Tacoma, Washington June 2017

“I know you’re not trying to talk me out of going three hours before my flight,” I grumbled from the passenger seat of Torres’s truck as we sped toward the airport.

Sped because he’d talked me into one last workout before leaving.

“Of course not.” He shot me a look before passing an SUV and cutting across three lanes of traffic. “I saw how much you paid for those tickets.” His dark brows furrowed.

“Go ahead and say the but, because I know one is coming.” My weight shifted as he took the off-ramp. I was starting to wish I’d driven myself and just paid to park my truck at the airport.

“Do you even realize how lucky we are to both have passed selection?” He hit the brakes hard at the stoplight.

The fact that I passed psych was a miracle, but I’d gotten pretty good at giving the answers they wanted to hear.

“I do.” We’d spent nine weeks in North Carolina proving ourselves for Special Forces Assessment and Selection, and both Torres and I had made it, along with Rowell and another guy from our unit, Pierson, which made sense since the four of us had spent the last eighteen months training both on and off deployment.

It had been hell, but it had been worth it.

Pierson was thrilled to make it, but I knew this was just a stepping stone for Torres and Rowell . . . and for me. That long-ago thought I’d had on the plane with Izzy, that it would be cool to make Special Forces, was

now a very real, very actualized dream. I was damn good at what I did, and I had to admit: I wanted to be the best.

“And you’re just going to jet off to Fiji, knowing that we’ll only have a couple weeks to get ready to PCS to Bragg.” The light changed, and he turned toward the airport.

“I’ve been talking about this trip with Izzy for years,” I said, recognizing how defensive that sounded. “And it’s not like a vacation is going to get extended. I’ll be back in time to leave for Bragg.” I hadn’t seen her since Mom’s funeral six months ago, and the terms we’d left on hadn’t exactly been clear. We’d spent that night together, never talking about Mom, or our lack of a future, or anything that mattered outside that room. I’d left her asleep and sated, the sheets tangled in her long, beautiful legs, choosing to let her sleep instead of waking her for what was bound to be an awkward goodbye.

That night lived in my dreams.

Her mother snapping that she was chasing after a soldier . . . that lived in my nightmares. Knowing Izzy was out of my league and hearing it directly from her mother were two different things.

“You’d better be back. We said we were doing this together.” Torres glanced sideways at me.

“Yeah, yeah.” I shook my head. He was my best friend, and there was no one I’d want to go through it with, but he was a little intense these days. Or maybe my focus was just on getting to Izzy. “I know. Get through Q Course, and then it’s all about Delta.”

“It’s going to be awesome.” He grinned. “My old man is going to flip that I’m following in those boots.”

I couldn’t help but smile at how happy he was.
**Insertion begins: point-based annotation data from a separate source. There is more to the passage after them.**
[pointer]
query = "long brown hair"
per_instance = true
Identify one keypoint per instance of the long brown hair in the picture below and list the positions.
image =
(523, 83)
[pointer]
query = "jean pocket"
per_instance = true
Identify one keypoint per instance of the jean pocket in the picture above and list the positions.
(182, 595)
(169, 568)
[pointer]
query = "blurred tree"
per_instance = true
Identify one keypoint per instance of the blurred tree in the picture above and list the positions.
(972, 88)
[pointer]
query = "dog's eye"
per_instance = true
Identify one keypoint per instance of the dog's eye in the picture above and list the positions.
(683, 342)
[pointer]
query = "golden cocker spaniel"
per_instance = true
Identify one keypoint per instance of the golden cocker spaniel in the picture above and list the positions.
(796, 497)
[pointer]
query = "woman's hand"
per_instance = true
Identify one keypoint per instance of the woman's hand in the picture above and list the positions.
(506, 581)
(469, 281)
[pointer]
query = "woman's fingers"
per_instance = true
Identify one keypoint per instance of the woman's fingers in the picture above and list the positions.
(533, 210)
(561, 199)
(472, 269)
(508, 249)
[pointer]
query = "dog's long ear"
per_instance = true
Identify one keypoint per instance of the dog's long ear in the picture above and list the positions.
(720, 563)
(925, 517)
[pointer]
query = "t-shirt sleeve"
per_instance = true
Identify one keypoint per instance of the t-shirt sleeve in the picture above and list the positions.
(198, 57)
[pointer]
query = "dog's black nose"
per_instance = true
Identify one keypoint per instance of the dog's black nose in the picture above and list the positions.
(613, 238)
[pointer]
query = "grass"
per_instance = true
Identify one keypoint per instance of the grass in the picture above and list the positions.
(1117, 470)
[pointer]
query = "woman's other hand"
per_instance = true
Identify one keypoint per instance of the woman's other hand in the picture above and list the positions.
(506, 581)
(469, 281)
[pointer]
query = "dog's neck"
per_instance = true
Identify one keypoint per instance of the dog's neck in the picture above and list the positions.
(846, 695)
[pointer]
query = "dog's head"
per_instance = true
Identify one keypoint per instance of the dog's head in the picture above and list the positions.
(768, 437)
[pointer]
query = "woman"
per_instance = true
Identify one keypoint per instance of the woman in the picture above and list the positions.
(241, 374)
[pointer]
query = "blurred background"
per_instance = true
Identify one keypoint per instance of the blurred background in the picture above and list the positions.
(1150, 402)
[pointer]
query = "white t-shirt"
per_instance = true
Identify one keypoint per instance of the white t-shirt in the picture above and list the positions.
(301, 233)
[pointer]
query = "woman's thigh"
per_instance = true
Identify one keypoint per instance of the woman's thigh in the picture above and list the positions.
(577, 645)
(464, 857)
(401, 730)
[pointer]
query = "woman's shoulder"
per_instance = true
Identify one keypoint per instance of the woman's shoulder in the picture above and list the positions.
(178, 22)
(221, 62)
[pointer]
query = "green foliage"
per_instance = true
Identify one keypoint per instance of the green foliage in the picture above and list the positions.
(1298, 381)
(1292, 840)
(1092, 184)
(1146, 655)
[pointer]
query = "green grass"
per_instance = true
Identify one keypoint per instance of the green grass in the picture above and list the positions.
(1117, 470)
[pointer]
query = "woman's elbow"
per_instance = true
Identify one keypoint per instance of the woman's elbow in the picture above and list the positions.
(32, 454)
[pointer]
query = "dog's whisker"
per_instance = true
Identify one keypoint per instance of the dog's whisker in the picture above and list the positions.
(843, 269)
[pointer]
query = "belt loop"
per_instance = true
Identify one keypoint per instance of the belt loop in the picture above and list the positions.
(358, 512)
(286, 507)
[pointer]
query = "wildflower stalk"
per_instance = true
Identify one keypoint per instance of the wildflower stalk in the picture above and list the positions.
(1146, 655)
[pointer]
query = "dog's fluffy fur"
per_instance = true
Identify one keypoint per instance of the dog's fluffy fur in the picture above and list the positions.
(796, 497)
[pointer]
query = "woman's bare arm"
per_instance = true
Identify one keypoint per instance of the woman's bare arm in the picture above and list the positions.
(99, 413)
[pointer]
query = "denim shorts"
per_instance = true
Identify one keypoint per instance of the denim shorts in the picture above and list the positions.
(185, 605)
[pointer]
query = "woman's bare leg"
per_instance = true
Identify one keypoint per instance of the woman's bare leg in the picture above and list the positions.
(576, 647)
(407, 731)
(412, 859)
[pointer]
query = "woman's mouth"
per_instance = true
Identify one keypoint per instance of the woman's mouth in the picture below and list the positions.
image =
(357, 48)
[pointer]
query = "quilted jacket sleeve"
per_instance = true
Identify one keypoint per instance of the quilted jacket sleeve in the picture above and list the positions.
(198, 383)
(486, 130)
“Does your non-girlfriend know?” he asked as we pulled up in front of the departures drop-off point.

My stomach sank as I climbed out of the cab, shutting the front door, only to open the back one for my bags.

“You’ve told her, right?” The look on his face was equal parts judgment and worry. “Because from what I know about Izzy, she’s going to want some path forward, considering she just graduated law school.”
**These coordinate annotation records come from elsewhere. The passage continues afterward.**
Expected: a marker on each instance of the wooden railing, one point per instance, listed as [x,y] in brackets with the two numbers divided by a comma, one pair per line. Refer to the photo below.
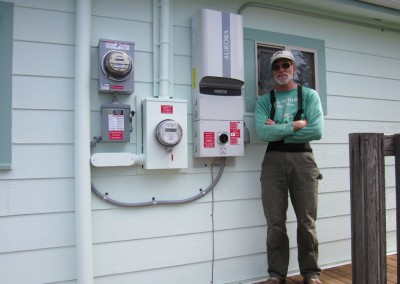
[368,211]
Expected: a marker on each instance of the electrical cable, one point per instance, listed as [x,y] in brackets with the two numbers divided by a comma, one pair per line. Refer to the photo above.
[105,197]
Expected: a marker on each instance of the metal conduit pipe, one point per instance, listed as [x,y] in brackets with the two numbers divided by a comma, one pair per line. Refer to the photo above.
[202,193]
[83,205]
[316,15]
[164,49]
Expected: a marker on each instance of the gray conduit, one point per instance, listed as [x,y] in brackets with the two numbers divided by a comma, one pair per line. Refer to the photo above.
[202,193]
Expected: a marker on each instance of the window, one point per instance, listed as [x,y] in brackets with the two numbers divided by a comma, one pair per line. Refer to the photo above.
[260,45]
[6,39]
[305,60]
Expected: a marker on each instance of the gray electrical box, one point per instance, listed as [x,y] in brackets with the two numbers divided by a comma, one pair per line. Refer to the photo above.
[116,68]
[116,122]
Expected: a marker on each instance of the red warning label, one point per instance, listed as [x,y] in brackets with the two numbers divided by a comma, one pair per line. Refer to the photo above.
[235,132]
[169,109]
[116,135]
[209,139]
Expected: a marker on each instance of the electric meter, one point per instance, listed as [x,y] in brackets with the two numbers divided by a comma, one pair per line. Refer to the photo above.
[169,133]
[117,65]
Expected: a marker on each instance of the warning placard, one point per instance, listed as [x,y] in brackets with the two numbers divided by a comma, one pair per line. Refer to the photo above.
[209,139]
[116,124]
[235,132]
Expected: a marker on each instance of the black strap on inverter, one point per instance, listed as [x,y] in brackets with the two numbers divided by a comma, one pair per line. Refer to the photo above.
[299,101]
[281,145]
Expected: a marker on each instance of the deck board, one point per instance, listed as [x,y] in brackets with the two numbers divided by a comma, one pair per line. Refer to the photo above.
[342,274]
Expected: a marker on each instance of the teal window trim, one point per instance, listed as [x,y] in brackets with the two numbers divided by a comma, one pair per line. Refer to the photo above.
[6,39]
[252,36]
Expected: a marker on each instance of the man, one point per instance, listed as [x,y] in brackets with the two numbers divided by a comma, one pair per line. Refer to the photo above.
[289,168]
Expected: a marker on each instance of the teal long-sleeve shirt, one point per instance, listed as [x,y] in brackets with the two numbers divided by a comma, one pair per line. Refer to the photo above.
[285,109]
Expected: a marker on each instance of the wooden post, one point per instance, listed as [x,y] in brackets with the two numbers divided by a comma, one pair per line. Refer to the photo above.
[368,214]
[396,147]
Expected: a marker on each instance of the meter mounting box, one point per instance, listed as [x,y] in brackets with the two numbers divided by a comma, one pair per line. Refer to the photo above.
[165,133]
[217,84]
[116,67]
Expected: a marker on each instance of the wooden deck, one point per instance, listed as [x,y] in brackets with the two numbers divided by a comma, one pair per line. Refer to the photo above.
[342,274]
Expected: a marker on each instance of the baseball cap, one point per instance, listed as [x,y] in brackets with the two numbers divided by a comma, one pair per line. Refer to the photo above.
[282,54]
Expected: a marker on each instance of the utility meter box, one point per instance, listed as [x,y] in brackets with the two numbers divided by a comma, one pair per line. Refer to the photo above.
[116,69]
[165,133]
[217,84]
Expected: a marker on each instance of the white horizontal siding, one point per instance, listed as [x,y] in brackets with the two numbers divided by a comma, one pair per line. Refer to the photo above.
[173,243]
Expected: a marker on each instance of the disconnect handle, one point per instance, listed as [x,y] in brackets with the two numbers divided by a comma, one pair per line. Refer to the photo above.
[115,159]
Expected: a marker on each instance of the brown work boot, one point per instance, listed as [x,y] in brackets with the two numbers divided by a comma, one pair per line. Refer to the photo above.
[275,280]
[312,280]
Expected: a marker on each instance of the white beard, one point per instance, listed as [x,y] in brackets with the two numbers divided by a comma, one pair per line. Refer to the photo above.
[284,81]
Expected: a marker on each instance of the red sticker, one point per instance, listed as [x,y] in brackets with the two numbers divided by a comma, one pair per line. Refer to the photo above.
[167,109]
[116,135]
[235,133]
[209,139]
[117,87]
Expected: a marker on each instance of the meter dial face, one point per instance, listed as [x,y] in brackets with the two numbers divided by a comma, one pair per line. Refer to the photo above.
[117,65]
[169,133]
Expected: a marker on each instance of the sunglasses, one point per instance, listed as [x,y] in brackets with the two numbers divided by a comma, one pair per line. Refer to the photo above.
[277,67]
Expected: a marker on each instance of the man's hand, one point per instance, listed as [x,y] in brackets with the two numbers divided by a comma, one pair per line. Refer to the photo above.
[269,122]
[299,124]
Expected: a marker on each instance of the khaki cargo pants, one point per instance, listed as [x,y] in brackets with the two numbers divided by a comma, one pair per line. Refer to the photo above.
[294,175]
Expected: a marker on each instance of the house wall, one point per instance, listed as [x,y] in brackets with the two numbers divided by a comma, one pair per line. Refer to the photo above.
[219,238]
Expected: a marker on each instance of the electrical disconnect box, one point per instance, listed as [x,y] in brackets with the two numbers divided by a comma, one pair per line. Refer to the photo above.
[217,84]
[165,133]
[116,68]
[116,123]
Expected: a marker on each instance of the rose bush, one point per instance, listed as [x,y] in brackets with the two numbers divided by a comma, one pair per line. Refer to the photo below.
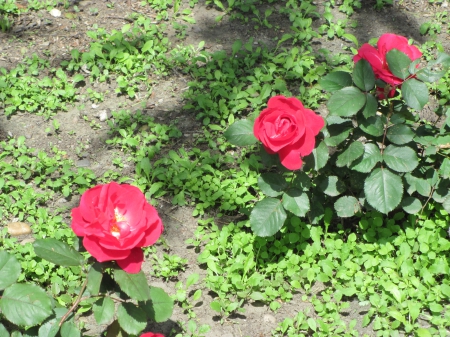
[115,222]
[287,128]
[377,57]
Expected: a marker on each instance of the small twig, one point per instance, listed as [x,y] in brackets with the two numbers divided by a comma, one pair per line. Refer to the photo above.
[75,304]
“I’ll tell her.” I shouldered my backpack and hefted my suitcase to the sidewalk.

“Where the hell does she think you’ve been for the past few months?”
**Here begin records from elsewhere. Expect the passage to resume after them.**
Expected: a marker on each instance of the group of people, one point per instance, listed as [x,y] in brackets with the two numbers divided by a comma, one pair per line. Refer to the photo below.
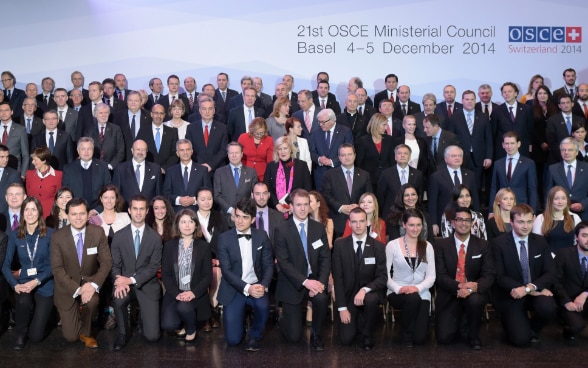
[189,201]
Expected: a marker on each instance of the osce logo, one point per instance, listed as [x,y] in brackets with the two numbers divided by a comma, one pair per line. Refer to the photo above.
[545,34]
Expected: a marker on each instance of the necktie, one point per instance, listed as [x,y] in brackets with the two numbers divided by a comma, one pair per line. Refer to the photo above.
[349,182]
[137,243]
[236,176]
[206,135]
[359,252]
[460,273]
[157,139]
[51,142]
[14,222]
[524,263]
[186,178]
[80,247]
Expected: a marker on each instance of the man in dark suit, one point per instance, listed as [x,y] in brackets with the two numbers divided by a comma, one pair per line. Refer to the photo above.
[438,140]
[449,106]
[403,105]
[524,274]
[247,265]
[324,145]
[443,182]
[474,132]
[226,190]
[522,179]
[108,142]
[359,276]
[464,265]
[209,137]
[86,176]
[161,140]
[183,180]
[241,116]
[136,258]
[559,126]
[58,141]
[138,176]
[79,275]
[302,250]
[572,175]
[392,178]
[343,186]
[571,283]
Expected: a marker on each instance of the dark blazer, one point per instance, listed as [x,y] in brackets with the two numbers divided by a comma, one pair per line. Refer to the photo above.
[440,191]
[72,178]
[301,179]
[173,185]
[523,181]
[350,275]
[213,154]
[229,256]
[293,263]
[336,193]
[63,151]
[166,157]
[112,149]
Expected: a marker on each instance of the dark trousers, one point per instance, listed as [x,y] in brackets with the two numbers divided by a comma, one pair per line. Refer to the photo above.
[234,317]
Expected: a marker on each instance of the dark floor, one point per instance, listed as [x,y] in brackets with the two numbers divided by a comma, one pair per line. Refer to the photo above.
[210,350]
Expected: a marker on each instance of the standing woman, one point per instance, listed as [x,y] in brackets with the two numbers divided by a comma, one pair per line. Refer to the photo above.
[186,274]
[43,182]
[33,287]
[411,263]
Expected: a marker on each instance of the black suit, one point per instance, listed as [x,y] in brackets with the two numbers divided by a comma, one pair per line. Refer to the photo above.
[479,268]
[294,270]
[143,268]
[350,274]
[509,276]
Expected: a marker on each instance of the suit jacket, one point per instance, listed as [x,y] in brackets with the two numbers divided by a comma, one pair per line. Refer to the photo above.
[336,193]
[173,185]
[112,149]
[509,274]
[229,256]
[213,154]
[479,267]
[556,175]
[72,178]
[389,186]
[124,178]
[236,124]
[143,266]
[351,274]
[440,191]
[523,181]
[226,193]
[166,157]
[68,274]
[63,151]
[293,263]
A grimace crossed my face. “I didn’t really explain it.” “But you’ve told her that you’re back.”

“I . . . sent her an email a couple weeks ago to make sure we were still on for the trip.” Everything I had to say to her needed to be said in person, which wasn’t an opportunity we’d had.

“You’re seriously going to get on that plane, hope she shows up at LAX, and then what . . . pray she didn’t get a boyfriend who can actually be around in the last six months?”

“Pretty much.” She’d said she was coming, but the email had been short, which I’d expected given the timing of her finals. Didn’t mean my stomach wasn’t in knots that she might have changed her mind. We’d both bought tickets in January, and I’d covered the resort, but the financial cost would be nothing compared to the blow of knowing I’d messed up our entire relationship because I hadn’t been able to keep my hands to myself six months ago.

“Right.” He pulled his sunglasses down and looked over the rims. “That whole we-live-in-a-gray-area thing you have going on is eventually biting you in the ass.”

“I know.” I sighed. “But until it does, I’m not messing with the only good thing I have in my life.”

“Don’t forget that you passed selection for Special Forces. That’s a pretty badass thing you have going for you.” He grinned back at me.

“Truth. We are pretty badass. Thanks for the ride.” I pulled my Saint Louis Blues cap down and shut his door.

Five hours later, I waited at the gate in Los Angeles for flight 4482 to Nandi, tapping my foot with more than a little nervous energy as the minutes counted down. I checked the boarding pass again and made sure I was at the right gate. I was.

Izzy wasn’t here.

I picked up my phone and debated calling, but knowing she wasn’t coming now as opposed to fifteen minutes from now wasn’t going to change anything. At least that was the lie I told myself. Fear turned my blood to ice.

Our emails had been shorter and shorter over the last few months.

Our phone calls had been nonexistent between the deployment and selection.

She had every right to change her mind, to date, to fall in love with someone else. God knew if she was mine, really, honestly mine, there was no way in hell I’d be comfortable with her flying off to Fiji with another man for a week.

Minutes ticked by, and the attendant told the people around me in their vacation clothes, an overabundance of flowered shirts and cargo shorts, to prepare to board.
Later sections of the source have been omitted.